Pretty impressive, huh? The building in which all of these published works are housed leaves you in awe as well. And to think that at least 130 of our Discovery Maps make up a teeny tiny part of this collection is pretty cool. I asked Peter Hans, the driving force behind Discovery Map International, about how that works and here’s what he had to say: “We submit the full portfolio of printed maps to the Library of Congress each year. They then file them away for reference.” I think Pete should go there some day and ask to see the one for Carefree, Cave Creek and North Scottsdale (his sister Margie’s map), for example, and relish in admiring it from within the halls of this great institution. What a photo opp! “Maybe someday some adventurer will use a Discovery Map to find a treasure like Nicholas Cage did in “National Treasure,” Peter adds.
Or, you could go and ask to see one yourself or any number of other maps from all over the world. The Geography and Map Division (G & M) of the Library of Congress has custody of the largest and most comprehensive cartographic collection in the world. Their collections include over 5 million maps, 100,000 atlases, 8,000 reference works, over 5000 globes and globe gores, 3,000 raised relief models, over 130,000 microfiche/film and a large number of cartographic materials in other formats. Wow – take your pick. And your pic!
Do you know what a globe gore is, by the way? It’s a section of the curved surface of a globe. You rarely see just one section rather all of the sections of a globe are presented and flattened out into a plane surface, creating a sort of picture, if you will.

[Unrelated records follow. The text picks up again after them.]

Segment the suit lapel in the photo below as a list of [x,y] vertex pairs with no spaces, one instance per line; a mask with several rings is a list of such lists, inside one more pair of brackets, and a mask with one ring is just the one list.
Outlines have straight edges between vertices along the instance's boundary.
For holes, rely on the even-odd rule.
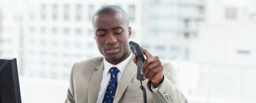
[[104,63],[103,62],[99,66],[95,67],[95,70],[92,75],[90,85],[88,90],[88,102],[96,102],[102,78]]
[[118,83],[113,102],[118,102],[125,89],[137,72],[137,66],[131,59]]

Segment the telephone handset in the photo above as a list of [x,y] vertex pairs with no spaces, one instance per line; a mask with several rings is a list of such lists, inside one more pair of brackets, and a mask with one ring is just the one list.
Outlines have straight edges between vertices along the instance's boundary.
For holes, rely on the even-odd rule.
[[129,46],[132,52],[135,55],[137,60],[137,79],[139,81],[144,81],[143,75],[141,73],[141,69],[142,68],[143,62],[145,60],[144,54],[142,52],[139,45],[132,41],[129,42]]
[[144,58],[144,54],[143,53],[142,50],[141,49],[139,45],[132,41],[130,41],[129,43],[129,44],[130,46],[130,49],[132,50],[132,52],[135,55],[136,59],[137,60],[137,79],[141,81],[141,89],[142,90],[142,94],[143,94],[143,102],[146,103],[146,89],[145,89],[144,86],[142,85],[142,81],[144,81],[143,78],[143,75],[142,75],[141,73],[141,69],[142,68],[143,62],[145,60]]

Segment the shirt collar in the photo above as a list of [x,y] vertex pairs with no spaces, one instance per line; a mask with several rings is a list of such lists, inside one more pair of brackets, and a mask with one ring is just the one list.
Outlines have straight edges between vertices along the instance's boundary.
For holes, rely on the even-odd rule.
[[116,67],[117,69],[118,69],[119,72],[123,73],[124,72],[126,66],[128,65],[130,60],[132,59],[132,55],[133,55],[133,53],[131,53],[130,56],[127,58],[126,58],[126,59],[124,59],[124,60],[122,61],[121,62],[115,65],[113,65],[110,62],[107,62],[104,57],[104,70],[103,71],[103,76],[105,76],[108,74],[110,68],[111,68],[112,67]]

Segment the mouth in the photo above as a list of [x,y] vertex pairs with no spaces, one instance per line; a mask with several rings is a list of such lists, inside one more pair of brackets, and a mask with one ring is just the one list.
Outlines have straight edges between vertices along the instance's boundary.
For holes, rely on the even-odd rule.
[[107,47],[105,50],[108,54],[114,54],[117,53],[119,51],[119,47]]

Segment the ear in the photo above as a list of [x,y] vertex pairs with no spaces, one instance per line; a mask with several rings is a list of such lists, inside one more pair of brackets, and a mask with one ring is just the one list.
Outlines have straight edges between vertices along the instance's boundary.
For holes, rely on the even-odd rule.
[[128,27],[128,31],[129,31],[129,38],[130,38],[132,35],[132,28],[130,26]]

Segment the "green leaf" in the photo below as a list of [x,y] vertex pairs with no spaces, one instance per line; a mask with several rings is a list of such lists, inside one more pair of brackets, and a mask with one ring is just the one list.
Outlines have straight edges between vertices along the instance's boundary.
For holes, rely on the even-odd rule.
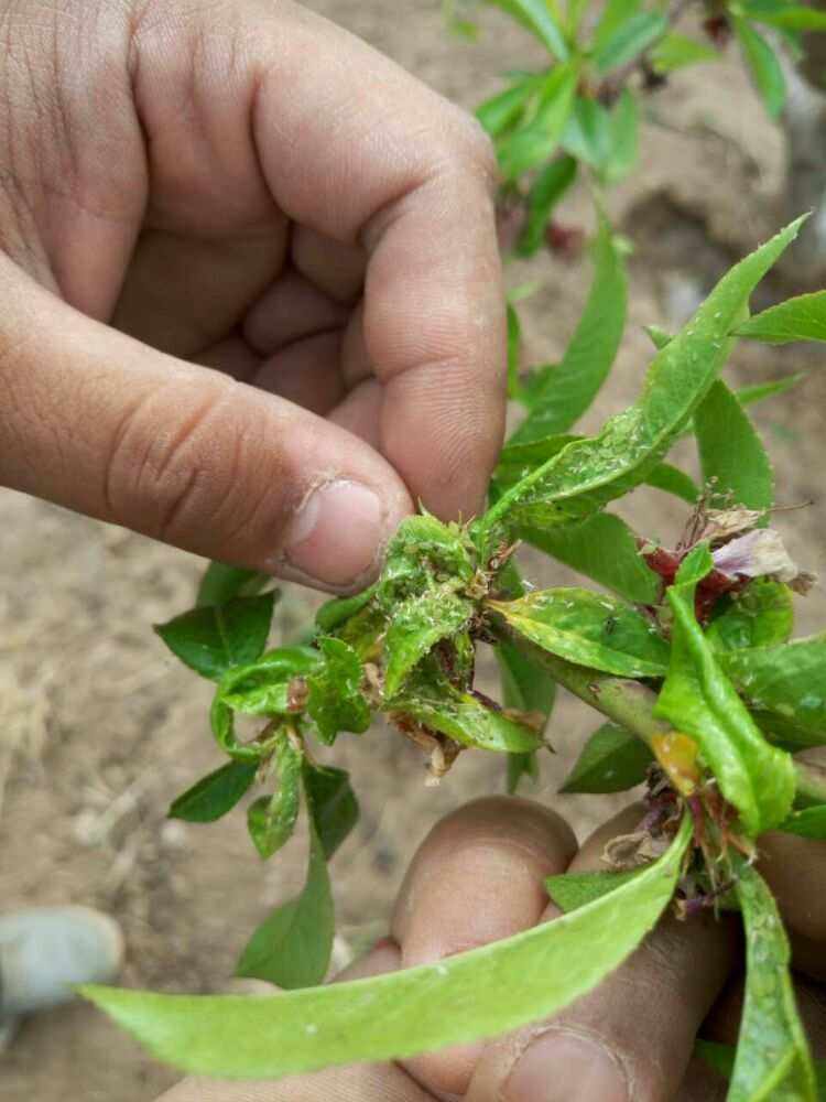
[[424,656],[441,639],[461,631],[472,615],[472,603],[454,593],[449,585],[400,604],[384,642],[384,695],[394,696]]
[[[760,315],[758,314],[757,316],[759,317]],[[762,402],[767,398],[775,398],[778,395],[784,395],[786,390],[796,387],[805,378],[805,371],[797,371],[796,375],[787,375],[785,379],[775,379],[773,382],[758,382],[753,387],[741,387],[740,390],[736,391],[736,395],[741,406],[753,406],[756,402]]]
[[[493,652],[499,662],[504,706],[519,712],[539,712],[545,716],[547,724],[556,700],[556,682],[512,642],[497,644]],[[535,752],[508,755],[508,791],[511,796],[523,777],[535,780],[537,776]]]
[[257,570],[210,562],[200,580],[197,607],[226,605],[232,597],[254,597],[271,582],[269,574]]
[[[241,953],[236,974],[251,980],[267,980],[286,991],[312,987],[327,974],[334,931],[335,914],[327,862],[311,818],[309,865],[304,888],[295,899],[279,907],[259,926]],[[258,998],[250,1002],[261,1005]],[[265,1031],[262,1030],[261,1019],[254,1029],[259,1036]],[[225,1040],[226,1037],[225,1029]],[[224,1047],[215,1033],[211,1044]],[[249,1038],[236,1037],[235,1044],[242,1049],[249,1045]]]
[[576,63],[551,69],[533,117],[499,145],[499,163],[508,180],[515,180],[551,158],[570,115],[578,82]]
[[793,811],[778,830],[784,834],[797,834],[798,838],[811,838],[818,842],[826,841],[826,803],[806,808],[805,811]]
[[826,12],[803,4],[752,0],[743,6],[743,11],[749,19],[784,31],[826,31]]
[[769,115],[778,118],[786,100],[786,82],[778,55],[748,20],[735,18],[733,24],[760,98]]
[[627,64],[661,37],[669,29],[669,20],[657,11],[639,11],[621,22],[610,37],[594,54],[600,73]]
[[594,283],[562,363],[534,393],[509,446],[566,432],[589,408],[617,355],[626,324],[628,281],[611,228],[602,218],[594,242]]
[[539,749],[542,738],[524,723],[489,707],[463,692],[432,659],[425,659],[392,702],[393,712],[412,716],[443,735],[483,750],[525,753]]
[[499,138],[519,122],[539,83],[535,76],[522,77],[477,107],[476,117],[491,138]]
[[732,505],[771,509],[774,472],[754,426],[718,379],[694,414],[703,479]]
[[565,35],[545,0],[485,0],[485,2],[492,8],[501,8],[521,23],[557,61],[567,60],[569,50]]
[[556,906],[569,915],[572,910],[587,907],[595,899],[615,892],[640,875],[641,869],[630,868],[617,873],[606,869],[596,873],[563,873],[559,876],[548,876],[545,889]]
[[520,383],[520,360],[522,358],[522,323],[517,307],[508,303],[508,397],[518,399],[522,387]]
[[763,344],[826,341],[826,291],[787,299],[749,317],[737,326],[735,333],[750,341],[762,341]]
[[640,105],[624,88],[611,111],[610,151],[605,163],[609,184],[624,180],[637,165],[640,151]]
[[697,624],[697,581],[711,568],[711,555],[700,545],[684,560],[667,590],[674,614],[672,657],[655,714],[697,742],[720,791],[753,835],[776,827],[789,813],[794,763],[763,738]]
[[794,1001],[783,920],[757,869],[740,858],[737,874],[736,890],[746,927],[746,1001],[728,1102],[817,1102],[812,1058]]
[[781,582],[757,577],[728,598],[708,625],[706,638],[715,650],[774,647],[789,641],[793,626],[792,591]]
[[631,529],[610,512],[546,531],[520,528],[515,534],[627,601],[641,605],[657,601],[660,580],[645,564]]
[[604,723],[583,747],[559,791],[624,792],[642,784],[653,760],[651,750],[637,735],[616,723]]
[[293,836],[301,804],[301,774],[304,755],[284,735],[275,749],[278,791],[250,804],[247,828],[263,861],[286,845]]
[[700,494],[699,486],[691,475],[672,466],[671,463],[657,463],[645,479],[645,484],[665,494],[673,494],[688,505],[696,505]]
[[156,625],[155,631],[182,662],[217,681],[230,667],[254,661],[264,649],[274,599],[264,593],[193,608]]
[[601,172],[611,153],[611,116],[589,96],[577,96],[559,138],[562,148]]
[[826,636],[733,650],[719,661],[759,721],[779,721],[771,726],[784,742],[826,743]]
[[689,839],[686,819],[667,853],[609,896],[435,964],[272,998],[81,993],[159,1059],[221,1078],[273,1079],[469,1044],[557,1013],[618,968],[667,906]]
[[528,216],[514,250],[518,257],[532,257],[542,248],[553,209],[574,183],[576,170],[573,156],[559,156],[537,174],[528,193]]
[[482,551],[502,529],[550,528],[599,511],[644,482],[702,402],[749,295],[797,234],[792,223],[731,269],[686,327],[655,357],[640,399],[596,436],[568,444],[504,494],[475,526]]
[[631,605],[590,590],[557,588],[487,606],[537,647],[577,666],[628,678],[663,677],[669,645]]
[[307,678],[307,712],[322,742],[332,745],[341,731],[363,734],[371,715],[361,691],[365,670],[352,647],[326,636],[318,639],[318,649],[325,661]]
[[696,42],[685,34],[672,31],[661,39],[651,51],[651,64],[655,73],[674,73],[686,65],[700,65],[704,62],[716,62],[720,55],[704,42]]
[[[733,1045],[717,1045],[715,1041],[700,1038],[695,1042],[694,1050],[724,1079],[731,1078],[737,1056],[737,1049]],[[826,1060],[813,1060],[813,1063],[817,1082],[817,1098],[824,1099],[826,1098]]]
[[378,583],[376,583],[369,588],[362,590],[361,593],[357,593],[354,597],[333,597],[332,601],[326,601],[315,614],[315,622],[319,630],[329,635],[336,628],[341,627],[362,608],[367,608],[376,596],[378,587]]
[[184,819],[191,823],[211,823],[238,803],[252,787],[258,771],[254,761],[230,761],[208,777],[203,777],[183,796],[173,801],[170,819]]
[[359,804],[344,769],[304,763],[304,790],[324,856],[329,861],[358,822]]
[[295,678],[306,678],[320,666],[320,656],[311,647],[278,647],[249,666],[228,670],[218,685],[218,694],[233,712],[247,715],[286,715],[290,685]]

In addition to viewing maps and other pieces from the cartographic collection of the Library of Congress, you can attend programs that feature certain works from the library. One recent program, entitled Mapping a Growing Nation: From Independence to Statehood, showcased Abel Buell’s New and Correct Map of the United States of North America, the first map of the newly-independent United States compiled, printed, and published in America by an American. This important early American map is known to exist in only seven copies. Philanthropist David M. Rubenstein generously placed his copy of the map at the Library. Dude! Imagine the stories that can be told around this map. Quite a few clearly, since the presentation about this rarity is a full-day program.
Summer is a great time to visit our nation’s capital, especially when you can go inside beautiful air-conditioned interiors to beat the sometimes oppressive heat of Washington, DC. Map Geek suggests you plan a trip there and carve out at least a half day to take a gander at the Library of Congress map collection. (Plan a full day if you’re a map geek like me and also if you want to see other treasures such as books and manuscripts from the Library’s collection.)
Click here to find out the details about visits and also be sure to check out the events and programs being offered at that time as well. Know that there are even eateries at the Library of Congress, so go ahead and plan a whole day. They also have a variety of guided tours, shopping and concerts–it sounds like a curious traveler’s dream come true.
Wishing you many happy discoveries!
One more thing: If you can’t make it to Washington DC, go to your local library. You’ll be amazed at the quantity of maps and other topographical documents and instruments stored away within their drawers and interiors.